Senin, 30 Maret 2026 – 08:53 WIB
VIVA – Serangan artileri Israel menargetkan markas unit Indonesia yang bertugas di Pasukan Sementara PBB di Lebanon (UNIFIL) di desa Adshit al-Qusayr, Lebanon selatan, pada Minggu 29 Maret 2026. Demikian menurut Kantor Berita Nasional Lebanon dan media lokal.
UNIFIL mengonfirmasi serangan yang menewaskan seorang penjaga perdamaian setelah sebuah proyektil meledak di dekat posisinya. Personil penjaga perdamaian lain juga mengalami luka-luka kritis, seperti dinyatakan UNIFIL dalam pernyataannya di hari Senin.
“Kami belum tahu asal proyektil tersebut. Investigasi telah diluncurkan untuk mencari tahu semua faktanya,” kata UNIFIL.
Pasukan UNIFIL ditempatkan di Lebanon selatan untuk memantau permusuhan di sepanjang garis demarkasi dengan Israel—sebuah wilayah yang kerap jadi lokasi bentrokan antara tentara Israel dan pejuang Hizbullah yang didukung Iran.
Misi yang akan berakhir pada akhir 2026 ini sudah beberapa kali terjebak dalam sasaran Israel dan Hizbullah. Insiden terbaru ini kembali menekankan risiko yang ada.
Sebelumnya, pada 6 Maret, militer Ghana menyatakan markas batalion penjaga perdamaian PBB di Lebanon terkena serangan rudal yang melukai dua prajuritnya.
Militer Israel kemudian mengakui bahwa tembakan tank mereka mengenai posisi PBB di hari itu dan melukai pasukan Ghana. Mereka menyebut tindakan itu sebagai respons atas tembakan rudal anti-tank dari Hizbullah yang melukai dua tentara Israel.
“Kami sekali lagi menyerukan semua pihak untuk mematuhi kewajiban hukum internasional dan menjamin keselamatan personel serta aset PBB setiap saat, termasuk dengan tidak melakukan tindakan yang dapat membahayakan pasukan penjaga perdamaian,” tegas UNIFIL.

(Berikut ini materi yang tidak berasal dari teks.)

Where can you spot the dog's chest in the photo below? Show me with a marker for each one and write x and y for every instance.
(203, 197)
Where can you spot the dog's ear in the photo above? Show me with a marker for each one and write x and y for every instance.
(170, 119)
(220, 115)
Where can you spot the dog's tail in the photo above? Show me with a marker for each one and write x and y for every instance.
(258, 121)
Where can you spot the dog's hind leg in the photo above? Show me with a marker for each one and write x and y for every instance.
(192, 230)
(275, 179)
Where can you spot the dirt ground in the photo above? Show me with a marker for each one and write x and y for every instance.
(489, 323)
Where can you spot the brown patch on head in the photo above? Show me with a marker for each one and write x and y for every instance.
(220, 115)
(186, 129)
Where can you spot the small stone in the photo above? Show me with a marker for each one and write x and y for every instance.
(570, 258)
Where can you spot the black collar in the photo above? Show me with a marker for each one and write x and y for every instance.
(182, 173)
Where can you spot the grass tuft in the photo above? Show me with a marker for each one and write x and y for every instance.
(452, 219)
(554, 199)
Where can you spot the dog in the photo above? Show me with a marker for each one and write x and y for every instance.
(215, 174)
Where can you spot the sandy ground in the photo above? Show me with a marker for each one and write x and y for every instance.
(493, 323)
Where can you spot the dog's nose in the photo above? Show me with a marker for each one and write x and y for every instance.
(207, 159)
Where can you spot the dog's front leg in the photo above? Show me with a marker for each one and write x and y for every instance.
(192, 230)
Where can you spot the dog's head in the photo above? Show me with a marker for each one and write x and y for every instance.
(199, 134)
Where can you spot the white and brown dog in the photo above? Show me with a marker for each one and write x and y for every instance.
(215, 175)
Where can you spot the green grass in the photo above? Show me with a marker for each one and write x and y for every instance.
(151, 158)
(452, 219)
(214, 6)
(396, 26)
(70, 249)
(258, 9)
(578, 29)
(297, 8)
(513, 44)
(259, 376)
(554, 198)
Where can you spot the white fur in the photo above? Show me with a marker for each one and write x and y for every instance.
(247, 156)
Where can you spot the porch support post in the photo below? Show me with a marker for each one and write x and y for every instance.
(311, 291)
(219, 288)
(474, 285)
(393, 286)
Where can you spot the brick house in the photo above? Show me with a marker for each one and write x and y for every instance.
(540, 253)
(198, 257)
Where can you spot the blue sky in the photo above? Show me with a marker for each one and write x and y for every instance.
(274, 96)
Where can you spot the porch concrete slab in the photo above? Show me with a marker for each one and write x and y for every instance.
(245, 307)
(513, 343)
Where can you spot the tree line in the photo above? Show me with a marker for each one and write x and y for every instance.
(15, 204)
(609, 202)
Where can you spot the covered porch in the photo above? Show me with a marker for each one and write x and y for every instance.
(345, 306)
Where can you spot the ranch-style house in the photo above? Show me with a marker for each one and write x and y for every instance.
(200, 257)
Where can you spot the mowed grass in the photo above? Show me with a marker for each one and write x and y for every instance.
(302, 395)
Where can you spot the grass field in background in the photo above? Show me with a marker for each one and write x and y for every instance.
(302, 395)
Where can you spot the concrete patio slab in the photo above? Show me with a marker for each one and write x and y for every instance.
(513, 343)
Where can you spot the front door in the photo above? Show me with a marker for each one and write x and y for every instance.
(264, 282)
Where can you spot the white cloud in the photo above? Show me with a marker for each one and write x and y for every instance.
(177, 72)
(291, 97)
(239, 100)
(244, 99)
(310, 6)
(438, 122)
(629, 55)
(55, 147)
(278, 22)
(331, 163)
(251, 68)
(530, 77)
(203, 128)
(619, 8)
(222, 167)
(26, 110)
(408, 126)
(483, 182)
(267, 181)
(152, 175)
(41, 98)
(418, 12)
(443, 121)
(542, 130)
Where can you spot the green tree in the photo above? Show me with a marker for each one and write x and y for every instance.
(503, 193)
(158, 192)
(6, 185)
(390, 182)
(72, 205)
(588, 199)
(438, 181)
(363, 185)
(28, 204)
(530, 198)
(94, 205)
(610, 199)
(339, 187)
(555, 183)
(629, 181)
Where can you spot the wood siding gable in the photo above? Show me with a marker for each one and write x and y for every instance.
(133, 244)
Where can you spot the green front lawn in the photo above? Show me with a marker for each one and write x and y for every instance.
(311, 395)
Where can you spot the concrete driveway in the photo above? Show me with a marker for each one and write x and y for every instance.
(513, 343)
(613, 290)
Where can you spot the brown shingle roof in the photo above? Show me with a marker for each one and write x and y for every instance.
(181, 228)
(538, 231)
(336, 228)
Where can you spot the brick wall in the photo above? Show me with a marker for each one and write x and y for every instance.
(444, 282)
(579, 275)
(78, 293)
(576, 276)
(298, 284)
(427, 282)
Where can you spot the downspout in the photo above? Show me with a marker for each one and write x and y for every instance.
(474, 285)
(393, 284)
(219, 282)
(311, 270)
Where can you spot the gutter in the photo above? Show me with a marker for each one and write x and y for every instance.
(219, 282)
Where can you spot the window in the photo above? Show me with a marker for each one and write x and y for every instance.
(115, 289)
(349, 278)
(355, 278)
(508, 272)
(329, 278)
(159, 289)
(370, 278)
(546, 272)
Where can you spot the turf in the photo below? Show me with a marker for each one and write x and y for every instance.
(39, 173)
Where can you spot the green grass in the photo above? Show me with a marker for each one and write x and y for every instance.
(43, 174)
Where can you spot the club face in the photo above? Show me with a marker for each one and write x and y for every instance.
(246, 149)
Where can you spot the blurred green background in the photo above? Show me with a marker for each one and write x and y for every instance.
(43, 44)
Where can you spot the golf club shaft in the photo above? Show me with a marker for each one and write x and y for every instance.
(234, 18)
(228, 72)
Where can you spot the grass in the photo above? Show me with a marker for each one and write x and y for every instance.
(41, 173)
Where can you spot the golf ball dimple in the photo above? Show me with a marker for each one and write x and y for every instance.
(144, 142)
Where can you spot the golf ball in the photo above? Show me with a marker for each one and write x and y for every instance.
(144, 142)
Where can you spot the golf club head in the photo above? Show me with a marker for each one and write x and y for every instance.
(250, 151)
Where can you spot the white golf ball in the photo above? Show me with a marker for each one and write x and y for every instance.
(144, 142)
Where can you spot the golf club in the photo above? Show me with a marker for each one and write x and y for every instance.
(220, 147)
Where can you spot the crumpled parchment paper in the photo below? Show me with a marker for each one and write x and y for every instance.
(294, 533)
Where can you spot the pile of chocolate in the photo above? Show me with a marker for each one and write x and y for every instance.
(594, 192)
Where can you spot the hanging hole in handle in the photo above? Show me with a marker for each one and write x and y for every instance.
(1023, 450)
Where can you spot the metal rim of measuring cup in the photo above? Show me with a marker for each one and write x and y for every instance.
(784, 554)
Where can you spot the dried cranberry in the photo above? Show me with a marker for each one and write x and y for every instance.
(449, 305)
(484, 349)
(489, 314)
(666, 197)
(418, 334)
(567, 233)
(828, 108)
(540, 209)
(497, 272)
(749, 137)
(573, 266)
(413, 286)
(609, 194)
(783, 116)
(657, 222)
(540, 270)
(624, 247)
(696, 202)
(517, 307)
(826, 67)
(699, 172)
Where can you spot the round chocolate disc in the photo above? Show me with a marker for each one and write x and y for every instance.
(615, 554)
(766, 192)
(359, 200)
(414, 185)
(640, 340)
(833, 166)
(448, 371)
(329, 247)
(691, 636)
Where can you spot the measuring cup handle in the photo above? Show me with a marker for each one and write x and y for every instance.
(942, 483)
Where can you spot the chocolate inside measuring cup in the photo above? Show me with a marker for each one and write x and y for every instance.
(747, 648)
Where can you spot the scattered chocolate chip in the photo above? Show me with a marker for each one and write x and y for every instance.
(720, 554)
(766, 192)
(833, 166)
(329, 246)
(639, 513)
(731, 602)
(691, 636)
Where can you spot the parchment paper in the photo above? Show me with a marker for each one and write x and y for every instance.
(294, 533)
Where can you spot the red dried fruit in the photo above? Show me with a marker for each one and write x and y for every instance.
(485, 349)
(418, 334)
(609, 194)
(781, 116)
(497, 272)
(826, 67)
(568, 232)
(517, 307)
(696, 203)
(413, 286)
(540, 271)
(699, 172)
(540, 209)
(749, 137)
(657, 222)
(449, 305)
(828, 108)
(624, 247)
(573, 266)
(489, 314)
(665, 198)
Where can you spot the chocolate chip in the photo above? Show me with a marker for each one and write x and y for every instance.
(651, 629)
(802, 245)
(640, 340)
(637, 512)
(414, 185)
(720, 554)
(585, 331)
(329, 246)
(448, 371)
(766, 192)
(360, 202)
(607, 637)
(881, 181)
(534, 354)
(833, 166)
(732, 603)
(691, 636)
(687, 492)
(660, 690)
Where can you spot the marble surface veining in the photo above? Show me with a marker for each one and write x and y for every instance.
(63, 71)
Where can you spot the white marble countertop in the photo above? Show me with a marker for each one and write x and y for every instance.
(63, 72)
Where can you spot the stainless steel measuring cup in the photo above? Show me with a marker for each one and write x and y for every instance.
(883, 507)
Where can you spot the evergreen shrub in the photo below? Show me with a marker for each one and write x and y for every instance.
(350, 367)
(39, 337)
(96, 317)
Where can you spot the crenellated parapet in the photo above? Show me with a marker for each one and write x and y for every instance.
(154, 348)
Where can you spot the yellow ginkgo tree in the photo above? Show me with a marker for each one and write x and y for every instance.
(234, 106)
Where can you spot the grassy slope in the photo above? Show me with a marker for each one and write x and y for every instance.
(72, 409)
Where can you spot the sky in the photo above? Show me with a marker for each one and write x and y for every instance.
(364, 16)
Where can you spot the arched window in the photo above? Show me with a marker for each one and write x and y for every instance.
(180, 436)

Lebanon terseret dalam konflik Timur Tengah setelah Hizbullah melancarkan roket ke Israel pada 2 Maret sebagai solidaritas pada Teheran. Serangan itu terjadi dua hari setelah Iran diserang oleh Israel dan Amerika Serikat, dan memicu serangan balasan Israel terhadap kelompok tersebut.